Wrong output order when specify `all` option
Reproduction step
$ cat noop-132.mjs
#!/usr/bin/env node
import process from 'node:process';
process.stdout.write('1');
process.stderr.write('3');
process.stdout.write('2');
$ cat test.mjs
import {execa} from 'execa';
const { all } = await execa('./noop-132.mjs', {all: true });
console.log(all);
$ node test.mjs
123
Expect behavior
node test.mjs should output 132 as the README says:
Get interleaved output from stdout and stderr similar to what is printed on the terminal. (Async only)
$ ./noop-132.mjs
132
Actual behavior
node test.mjs output 123
Environment Info
$ node -v
v18.2.0
$ npm ls execa
[email protected] /Users/feng/test
└── [email protected]
Note that process.stdout.write is not guaranteed to be synchronous.

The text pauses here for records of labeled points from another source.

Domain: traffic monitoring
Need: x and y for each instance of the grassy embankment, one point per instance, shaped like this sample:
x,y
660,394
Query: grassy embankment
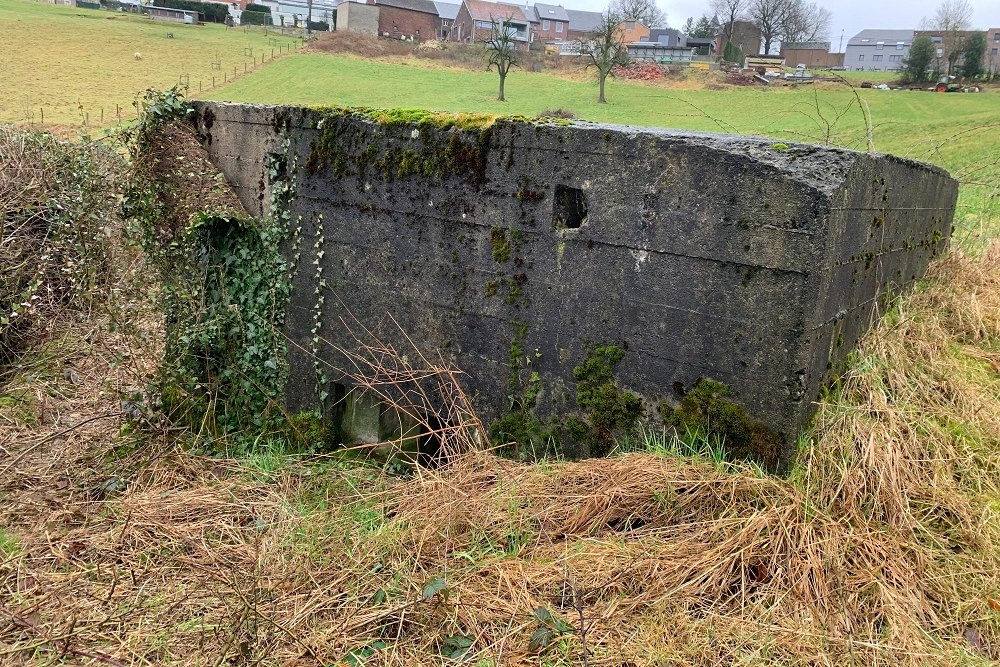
x,y
881,548
958,132
66,62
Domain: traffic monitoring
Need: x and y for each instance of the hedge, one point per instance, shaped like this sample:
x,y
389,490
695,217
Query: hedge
x,y
212,12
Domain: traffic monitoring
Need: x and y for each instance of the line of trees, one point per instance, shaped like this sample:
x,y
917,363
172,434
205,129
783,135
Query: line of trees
x,y
778,20
604,48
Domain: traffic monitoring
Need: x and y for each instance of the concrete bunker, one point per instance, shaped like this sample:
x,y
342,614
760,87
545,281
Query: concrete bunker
x,y
693,267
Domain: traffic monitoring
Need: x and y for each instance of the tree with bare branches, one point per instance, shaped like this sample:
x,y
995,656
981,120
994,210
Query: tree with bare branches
x,y
644,11
806,22
770,16
501,49
605,47
953,19
729,12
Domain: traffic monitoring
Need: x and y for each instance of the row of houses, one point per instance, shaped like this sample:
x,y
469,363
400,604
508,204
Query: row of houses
x,y
472,22
886,50
468,22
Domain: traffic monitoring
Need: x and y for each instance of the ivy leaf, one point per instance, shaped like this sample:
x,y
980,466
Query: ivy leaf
x,y
542,615
455,646
435,586
541,638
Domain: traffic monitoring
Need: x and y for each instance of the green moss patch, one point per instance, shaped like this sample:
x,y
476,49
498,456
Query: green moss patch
x,y
441,146
610,412
707,407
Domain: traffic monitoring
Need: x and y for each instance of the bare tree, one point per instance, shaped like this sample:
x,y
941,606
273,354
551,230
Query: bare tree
x,y
605,47
729,12
645,11
501,49
806,22
954,19
771,17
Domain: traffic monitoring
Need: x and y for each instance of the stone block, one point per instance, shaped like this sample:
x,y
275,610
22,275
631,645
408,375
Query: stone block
x,y
755,264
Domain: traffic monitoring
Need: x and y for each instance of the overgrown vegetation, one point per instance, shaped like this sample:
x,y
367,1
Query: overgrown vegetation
x,y
707,408
223,282
55,242
880,548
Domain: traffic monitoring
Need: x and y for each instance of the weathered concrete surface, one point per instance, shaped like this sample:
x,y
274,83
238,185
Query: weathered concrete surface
x,y
753,263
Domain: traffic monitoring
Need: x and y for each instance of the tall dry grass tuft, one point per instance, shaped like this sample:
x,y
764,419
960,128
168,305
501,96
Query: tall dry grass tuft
x,y
881,548
56,199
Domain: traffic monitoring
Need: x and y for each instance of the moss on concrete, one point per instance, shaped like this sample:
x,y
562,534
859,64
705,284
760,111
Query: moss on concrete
x,y
610,412
708,407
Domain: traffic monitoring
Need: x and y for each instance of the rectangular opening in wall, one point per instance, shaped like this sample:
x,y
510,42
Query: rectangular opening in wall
x,y
569,210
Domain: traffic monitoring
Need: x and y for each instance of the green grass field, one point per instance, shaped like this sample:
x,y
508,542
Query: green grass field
x,y
66,62
958,132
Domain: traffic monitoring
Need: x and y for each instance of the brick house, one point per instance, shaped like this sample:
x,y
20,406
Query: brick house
x,y
878,50
814,55
357,17
551,23
746,36
992,55
407,19
475,21
583,23
447,13
633,31
946,42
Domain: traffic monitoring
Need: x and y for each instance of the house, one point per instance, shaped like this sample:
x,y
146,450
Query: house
x,y
661,52
414,20
476,18
878,50
582,24
176,15
947,42
447,13
992,55
633,31
814,55
746,37
294,13
551,22
358,17
665,36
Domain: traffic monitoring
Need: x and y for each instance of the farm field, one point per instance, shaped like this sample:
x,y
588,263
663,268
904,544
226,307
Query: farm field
x,y
66,62
126,539
958,132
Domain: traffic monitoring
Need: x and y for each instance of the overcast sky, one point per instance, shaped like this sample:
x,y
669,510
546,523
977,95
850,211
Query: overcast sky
x,y
849,16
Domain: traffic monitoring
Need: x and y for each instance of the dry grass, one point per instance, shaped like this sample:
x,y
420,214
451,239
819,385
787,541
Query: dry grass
x,y
881,549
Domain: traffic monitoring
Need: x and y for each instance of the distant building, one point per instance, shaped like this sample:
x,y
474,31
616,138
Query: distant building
x,y
946,42
633,31
814,55
746,37
583,23
176,15
666,37
412,20
878,50
475,20
358,17
992,55
294,13
551,22
661,53
447,13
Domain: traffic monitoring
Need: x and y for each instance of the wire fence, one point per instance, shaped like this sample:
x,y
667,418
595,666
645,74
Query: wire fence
x,y
86,117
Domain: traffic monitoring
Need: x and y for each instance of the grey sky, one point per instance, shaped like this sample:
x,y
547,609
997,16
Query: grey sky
x,y
849,16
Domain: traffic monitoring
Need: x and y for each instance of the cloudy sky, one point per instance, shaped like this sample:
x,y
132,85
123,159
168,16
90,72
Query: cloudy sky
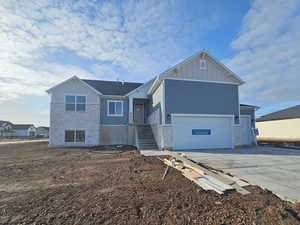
x,y
44,42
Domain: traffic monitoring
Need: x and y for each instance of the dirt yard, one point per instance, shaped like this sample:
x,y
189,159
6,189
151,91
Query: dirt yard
x,y
89,186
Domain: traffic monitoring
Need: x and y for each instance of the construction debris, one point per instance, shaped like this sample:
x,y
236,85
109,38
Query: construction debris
x,y
205,178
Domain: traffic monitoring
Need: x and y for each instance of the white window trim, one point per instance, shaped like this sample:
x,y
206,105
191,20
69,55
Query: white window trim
x,y
115,115
76,95
76,142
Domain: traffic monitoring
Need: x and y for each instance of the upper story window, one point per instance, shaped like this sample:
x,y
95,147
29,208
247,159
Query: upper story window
x,y
75,103
114,108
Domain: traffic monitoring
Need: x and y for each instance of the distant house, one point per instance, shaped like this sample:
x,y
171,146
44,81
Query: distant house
x,y
23,130
283,125
42,131
5,128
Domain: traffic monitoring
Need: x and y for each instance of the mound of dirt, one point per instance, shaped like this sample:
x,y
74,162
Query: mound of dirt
x,y
74,186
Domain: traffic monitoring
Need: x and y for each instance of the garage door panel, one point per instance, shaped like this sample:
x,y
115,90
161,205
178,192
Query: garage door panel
x,y
220,132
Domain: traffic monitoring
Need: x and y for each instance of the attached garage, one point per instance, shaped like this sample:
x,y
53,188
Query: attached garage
x,y
191,131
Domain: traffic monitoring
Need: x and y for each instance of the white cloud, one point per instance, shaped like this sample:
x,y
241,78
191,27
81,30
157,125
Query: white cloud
x,y
268,53
132,35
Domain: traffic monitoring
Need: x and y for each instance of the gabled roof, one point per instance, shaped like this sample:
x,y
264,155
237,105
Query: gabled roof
x,y
112,87
189,59
22,126
289,113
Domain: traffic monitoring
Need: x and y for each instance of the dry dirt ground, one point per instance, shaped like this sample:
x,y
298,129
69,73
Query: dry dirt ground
x,y
39,185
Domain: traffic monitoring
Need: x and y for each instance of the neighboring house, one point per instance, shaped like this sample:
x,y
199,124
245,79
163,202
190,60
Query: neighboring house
x,y
23,130
5,128
193,105
283,125
42,132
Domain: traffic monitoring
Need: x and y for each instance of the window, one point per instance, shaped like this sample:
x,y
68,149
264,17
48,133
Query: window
x,y
74,136
69,136
114,108
75,103
202,63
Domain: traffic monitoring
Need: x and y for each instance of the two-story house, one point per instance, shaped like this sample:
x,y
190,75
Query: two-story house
x,y
193,105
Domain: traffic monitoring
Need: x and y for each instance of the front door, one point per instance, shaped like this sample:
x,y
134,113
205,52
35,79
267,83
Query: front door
x,y
138,113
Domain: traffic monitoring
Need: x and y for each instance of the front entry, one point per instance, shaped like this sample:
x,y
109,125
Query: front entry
x,y
139,113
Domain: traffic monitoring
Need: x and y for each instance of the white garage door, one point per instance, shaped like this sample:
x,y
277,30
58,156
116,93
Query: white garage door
x,y
201,132
246,136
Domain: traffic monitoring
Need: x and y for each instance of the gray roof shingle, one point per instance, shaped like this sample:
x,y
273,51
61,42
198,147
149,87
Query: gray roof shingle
x,y
3,123
289,113
112,87
22,126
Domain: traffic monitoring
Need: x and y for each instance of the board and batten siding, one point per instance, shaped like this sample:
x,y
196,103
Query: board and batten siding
x,y
195,97
156,106
191,70
60,120
282,130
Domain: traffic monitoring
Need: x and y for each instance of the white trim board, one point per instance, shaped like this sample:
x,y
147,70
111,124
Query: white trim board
x,y
205,81
201,115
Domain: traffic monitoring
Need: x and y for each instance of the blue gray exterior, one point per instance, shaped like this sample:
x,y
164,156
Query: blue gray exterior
x,y
114,120
251,112
190,97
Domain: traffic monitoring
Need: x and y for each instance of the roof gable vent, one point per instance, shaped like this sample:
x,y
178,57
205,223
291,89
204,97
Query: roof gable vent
x,y
202,64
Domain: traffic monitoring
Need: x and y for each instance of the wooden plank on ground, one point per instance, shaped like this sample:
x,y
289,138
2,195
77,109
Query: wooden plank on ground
x,y
222,179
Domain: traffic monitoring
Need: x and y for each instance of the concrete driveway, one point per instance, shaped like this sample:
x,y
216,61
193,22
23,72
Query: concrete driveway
x,y
276,169
23,142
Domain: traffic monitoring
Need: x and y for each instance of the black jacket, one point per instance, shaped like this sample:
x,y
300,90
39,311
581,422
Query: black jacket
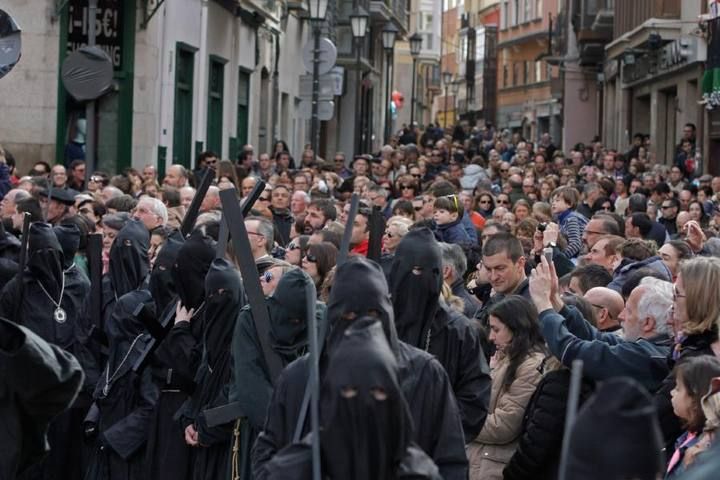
x,y
538,452
692,346
37,381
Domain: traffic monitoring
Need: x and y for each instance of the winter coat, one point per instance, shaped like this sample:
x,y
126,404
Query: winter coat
x,y
605,355
538,453
492,449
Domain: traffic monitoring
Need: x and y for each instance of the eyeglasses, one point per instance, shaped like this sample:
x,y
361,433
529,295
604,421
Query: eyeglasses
x,y
676,294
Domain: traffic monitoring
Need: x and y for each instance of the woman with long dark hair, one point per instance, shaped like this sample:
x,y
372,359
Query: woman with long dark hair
x,y
516,370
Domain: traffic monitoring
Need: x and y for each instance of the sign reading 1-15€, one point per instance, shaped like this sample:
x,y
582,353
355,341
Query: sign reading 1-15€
x,y
108,28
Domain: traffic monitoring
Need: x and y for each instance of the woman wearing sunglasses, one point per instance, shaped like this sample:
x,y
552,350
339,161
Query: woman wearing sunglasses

See Node.js docs: https://nodejs.org/api/process.html#a-note-on-process-io
@sindresorhus Thanks for the reply. The original problem is when running a shell script, the output order is not correct:
$ npm ls execa
[email protected] /Users/feng/test
└── [email protected]
$ cat script.sh
echo test1;
echo test2;
echo test3;
echo test4;
echo test5;
dfgyfhgdtfgsdfsdf;
echo test6;
echo test7;
echo test8;
echo test9;
echo test10;
$ cat test.mjs
import {execa} from 'execa';
const { all } = await execa('./script.sh', {all: true });
console.log(all);
$ node test.mjs
test1
test2
test3
test4
test5
test6
test7
test8
test9
test10
./script.sh: line 6: dfgyfhgdtfgsdfsdf: command not found
The correct order would actually be:
test1
test2
test3
test4
test5
./script.sh: line 6: dfgyfhgdtfgsdfsdf: command not found
test6
test7
test8
test9
test10
does it possible achieve get interleaved output using execa as we run ./script.sh?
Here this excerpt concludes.